In some ways, this is a reprint. I wrote about this subject in another blog, but I thought it needed revisiting. Our interpretation of the Bible might be a bit off. I'll give you an example of how that could happen. When I was a kid, they used to have this comic strip that featured two nude children (kind of sick when you think of it) with a caption over their heads that read, Love Is... and at the bottom there was some, what I considered, silly saying. Once I read one that read, Love Is....never having to say you're sorry. As a 11 year old, I interpreted it to mean that you could do anything you wanted to someone that you love and never have to say you're sorry. Now mind you, I'm a relatively intelligent individual, but I somehow f**cked that one up. I walked around for the better part of the day thinking how great this LOVE thing is, until I mentioned it to my relatively intelligent older sister, and she called me an idiot and put things into their proper persepective.
Now I just admitted to you how ridiculously naiive I was about the meaning of that saying-imagine how many people misinterpret things that are written, stated, displayed or reenacted but don't say anything, because in their minds, they've fully comprehended what the intended message was. Take that concept and apply it to the Bible, and armeggedon.
We are under the impression that the entire world, at one time, will be engulfed in this chaos. But what if armeggedon was going on right under our nose, and just because it hasn't arrived on our doorsteps yet, we are completely unaware? Is that a possibility?
Take into consideration that tragedy that occurred in Rwanda some years ago. Think about the horror that those people went through. Isn't that an example of what is mentioned about armeggedon? Think about it. How is that not the ultimate in tragedy and horror for the people who suffered through it? What about the Cambodians in the days of Pol Pot? Millions of people were exterminated. Isn't that their own private armeggedon?
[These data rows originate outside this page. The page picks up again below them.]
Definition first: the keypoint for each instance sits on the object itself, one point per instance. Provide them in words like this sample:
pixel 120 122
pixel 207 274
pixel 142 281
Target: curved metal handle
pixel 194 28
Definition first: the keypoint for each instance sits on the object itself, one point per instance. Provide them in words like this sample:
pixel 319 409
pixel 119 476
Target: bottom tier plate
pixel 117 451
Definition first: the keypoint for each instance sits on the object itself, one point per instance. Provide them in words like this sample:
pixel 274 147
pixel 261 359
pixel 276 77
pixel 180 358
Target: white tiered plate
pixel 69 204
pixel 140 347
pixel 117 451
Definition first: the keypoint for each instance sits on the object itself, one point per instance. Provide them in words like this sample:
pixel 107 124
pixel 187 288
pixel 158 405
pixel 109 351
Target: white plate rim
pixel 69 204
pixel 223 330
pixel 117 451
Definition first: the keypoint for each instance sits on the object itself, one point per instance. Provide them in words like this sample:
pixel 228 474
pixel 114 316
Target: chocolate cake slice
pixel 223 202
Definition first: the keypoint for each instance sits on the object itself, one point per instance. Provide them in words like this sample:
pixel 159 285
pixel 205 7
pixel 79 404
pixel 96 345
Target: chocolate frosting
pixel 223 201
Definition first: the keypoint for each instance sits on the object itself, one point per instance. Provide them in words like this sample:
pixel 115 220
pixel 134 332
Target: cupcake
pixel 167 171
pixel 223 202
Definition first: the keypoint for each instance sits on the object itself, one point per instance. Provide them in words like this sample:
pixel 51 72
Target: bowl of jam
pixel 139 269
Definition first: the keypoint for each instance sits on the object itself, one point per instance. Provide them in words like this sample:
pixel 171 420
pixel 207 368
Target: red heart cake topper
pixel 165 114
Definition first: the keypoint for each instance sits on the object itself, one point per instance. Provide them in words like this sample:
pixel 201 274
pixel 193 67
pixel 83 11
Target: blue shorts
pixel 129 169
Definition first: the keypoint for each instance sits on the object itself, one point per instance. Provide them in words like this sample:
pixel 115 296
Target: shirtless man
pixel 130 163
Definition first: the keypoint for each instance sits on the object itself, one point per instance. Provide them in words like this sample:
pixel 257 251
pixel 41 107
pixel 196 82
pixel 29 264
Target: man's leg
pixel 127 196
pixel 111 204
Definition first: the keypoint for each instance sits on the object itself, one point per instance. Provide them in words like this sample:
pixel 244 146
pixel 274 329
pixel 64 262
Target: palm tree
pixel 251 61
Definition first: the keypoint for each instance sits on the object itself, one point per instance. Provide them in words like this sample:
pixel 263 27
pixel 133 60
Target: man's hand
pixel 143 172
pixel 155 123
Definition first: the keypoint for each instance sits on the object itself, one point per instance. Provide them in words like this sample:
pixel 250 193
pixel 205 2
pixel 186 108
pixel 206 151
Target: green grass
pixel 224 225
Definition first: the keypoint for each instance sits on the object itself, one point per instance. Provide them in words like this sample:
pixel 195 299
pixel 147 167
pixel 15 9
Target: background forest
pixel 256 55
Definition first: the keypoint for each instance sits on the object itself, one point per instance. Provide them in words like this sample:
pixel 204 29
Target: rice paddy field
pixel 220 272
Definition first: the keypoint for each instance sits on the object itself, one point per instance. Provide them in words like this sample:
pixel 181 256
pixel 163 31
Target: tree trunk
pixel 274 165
I could go on for days recounting human tragedy after human tragedy. East Timor, Somalia, ethnic cleansing in Bosnia-Herzegovina, the atomic bomb dropped on Hiroshima and Nagasaki-perhaps we've been living through armeggedon all along. Maybe it's happening now, but the only reason we are allowing it to continue is because our impression of it is something entirely different. We think it will be a global occurrence. Perhaps we're wrong. Perhaps armeggedon will occur one region at a time. Maybe evil lacks the ability to do it's thing all at once so it acts like a swarm of locust, descending upon an area, wreaking havoc, and moving on to the next region. All the while, we sit complacently because surely this isn't how we envisioned it would happen. How many times have we had an idea about how something would occur and when it finally took place we said, "Oh I thought that it would be entirely different."? Often times our visions don't align with reality.
I don't know for certain that we are living in the end days or not, but what I do know is this-we can't destroy this world. We are fooling ourselves if we believe that. What we can do is make it uninhabitable for most of the life forms that are here, but this planet will continue to be here whether we're on it or not. Most of us refuse to be even slightly inconvenienced to make a stand and do something about what's taking place. By the time we decide to do something, the tradedy will be upon us and by then it will be too late.
Make no mistake about it, one day the tragedies that have visited the rest of the world will find their way here. And we will experience the death and destruction that has so plagued the rest of the world. Was it ever avoidable? Was it the inevitable? Yes and no. Yes it's avoidable, and no it isn't the inevitable. But things, I believe have gone too far, and while we watch casually as the rest of the world struggles with horror after horror, we can take comfort in the fact that when genocide comes knocking on our door, we saw it coming yet chose to do nothing and we can blame no one but ourselves.